Mercado financeiro
PUBLICAÇÃO
segunda-feira, 10 de julho de 2017
Agência Estado 
Ibovespa - Subiu
Dólar - Desceu
Alta das commodities faz Ibovespa fechar em alta
Expectativa sobre reforma trabalhista também ajuda
Depois de quatro quedas consecutivas na última semana, o Índice Bovespa teve uma sessão de recuperação nesta segunda-feira, 10, e fechou com ganho de 1,13%, aos 63.025,46 pontos. O desempenho positivo teve como principal referência o cenário internacional, com alta de commodities e das bolsas de Nova York. Mas também contou com fatores domésticos, como expectativa de aprovação da reforma trabalhista e até mesmo a assimilação de um eventual cenário que tenha Rodrigo Maia (DEM-RJ) como presidente. Apesar da alta significativa das ações, o volume de negócios com ações na B3 somou R$ 5,5 bilhões, o que evidencia um mercado ainda retraído.
Apenas 6 das 59 ações do índice terminam em baixa
Das 59 ações da carteira teórica do índice, apenas 6 terminaram o dia em baixa. Os preços de referência do minério de ferro subiram e o petróleo firmou-se em alta após um período de instabilidade.

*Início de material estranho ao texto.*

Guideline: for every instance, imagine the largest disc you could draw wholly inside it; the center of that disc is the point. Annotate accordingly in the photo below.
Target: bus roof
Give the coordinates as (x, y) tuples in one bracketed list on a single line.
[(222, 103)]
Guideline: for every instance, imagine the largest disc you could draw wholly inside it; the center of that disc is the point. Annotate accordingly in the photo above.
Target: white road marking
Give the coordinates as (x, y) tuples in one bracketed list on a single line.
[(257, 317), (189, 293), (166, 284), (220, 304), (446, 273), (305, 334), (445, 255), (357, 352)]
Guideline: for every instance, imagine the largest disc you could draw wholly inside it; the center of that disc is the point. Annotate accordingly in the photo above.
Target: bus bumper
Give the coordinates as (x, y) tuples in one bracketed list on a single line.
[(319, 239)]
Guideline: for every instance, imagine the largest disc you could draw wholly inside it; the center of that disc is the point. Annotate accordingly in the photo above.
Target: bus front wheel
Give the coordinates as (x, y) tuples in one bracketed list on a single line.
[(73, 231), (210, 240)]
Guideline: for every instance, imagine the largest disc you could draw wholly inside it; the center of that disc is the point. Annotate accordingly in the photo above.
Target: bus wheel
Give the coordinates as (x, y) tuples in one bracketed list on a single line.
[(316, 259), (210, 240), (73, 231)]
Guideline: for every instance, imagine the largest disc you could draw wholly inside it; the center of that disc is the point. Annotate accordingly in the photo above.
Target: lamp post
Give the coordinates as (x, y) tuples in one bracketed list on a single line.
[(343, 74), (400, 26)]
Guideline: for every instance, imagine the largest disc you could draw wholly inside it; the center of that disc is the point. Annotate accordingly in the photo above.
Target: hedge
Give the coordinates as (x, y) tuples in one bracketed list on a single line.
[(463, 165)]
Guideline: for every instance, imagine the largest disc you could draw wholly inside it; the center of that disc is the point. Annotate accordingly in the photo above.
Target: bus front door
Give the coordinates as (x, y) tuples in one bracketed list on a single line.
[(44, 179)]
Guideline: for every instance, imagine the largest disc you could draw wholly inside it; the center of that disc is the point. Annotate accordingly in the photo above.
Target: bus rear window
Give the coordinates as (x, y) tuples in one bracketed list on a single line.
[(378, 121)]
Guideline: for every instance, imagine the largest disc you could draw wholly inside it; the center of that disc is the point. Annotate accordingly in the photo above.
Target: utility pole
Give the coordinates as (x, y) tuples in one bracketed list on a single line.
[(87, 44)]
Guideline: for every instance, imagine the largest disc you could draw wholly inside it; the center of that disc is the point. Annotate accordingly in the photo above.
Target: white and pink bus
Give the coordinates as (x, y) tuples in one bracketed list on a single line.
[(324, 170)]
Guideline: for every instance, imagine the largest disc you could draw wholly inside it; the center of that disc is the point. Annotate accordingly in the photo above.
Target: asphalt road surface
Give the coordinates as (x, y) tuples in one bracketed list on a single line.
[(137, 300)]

Com isso, as ações da Vale tiveram ganhos de 2,84% (ON) e de 2,18% (PNA), enquanto as da Petrobras avançaram 0,16% (ON) e 0,42% (PN)."As ações subiram principalmente com o cenário internacional, mas a alta também mostrou um mercado comprado na ideia de Rodrigo Maia como presidente, pelo bem das reformas", disse Luís Gustavo Pereira, estrategista da Guide Investimentos. Segundo ele, o mercado voltou a ver alguma possibilidade de reforma da Previdência.
Dólar tem baixa de 0,72% e fica em R$ 3,2601
O dólar oscilou ontem com a leitura do parecer do deputado Sérgio Zveiter a favor da abertura de investigação contra Michel Temer. Chegou a tocar o patamar dos R$ 3,25. Porém, voltou aos R$ 3,26. As expectativas de que a equipe econômica seja mantida em um possível governo de Rodrigo Maia permearam os negócios. No mercado à vista, o dólar terminou em baixa de 0,72%, aos R$ 3,2601. O giro financeiro registrado somou US$ 1,13 bilhão. Na mínima, ficou em R$ 3,2581 (-0,78%) e, na máxima, aos R$ 3,2793 (-0,13%). No mercado futuro, o dólar para agosto caiu 0,83%, aos R$ 3,2750. O volume financeiro movimentado somou US$ 10,64 bilhões. Durante o pregão, a divisa oscilou de R$ 3,2730 (-0,32%) a R$ 3,2960 (-0,09%).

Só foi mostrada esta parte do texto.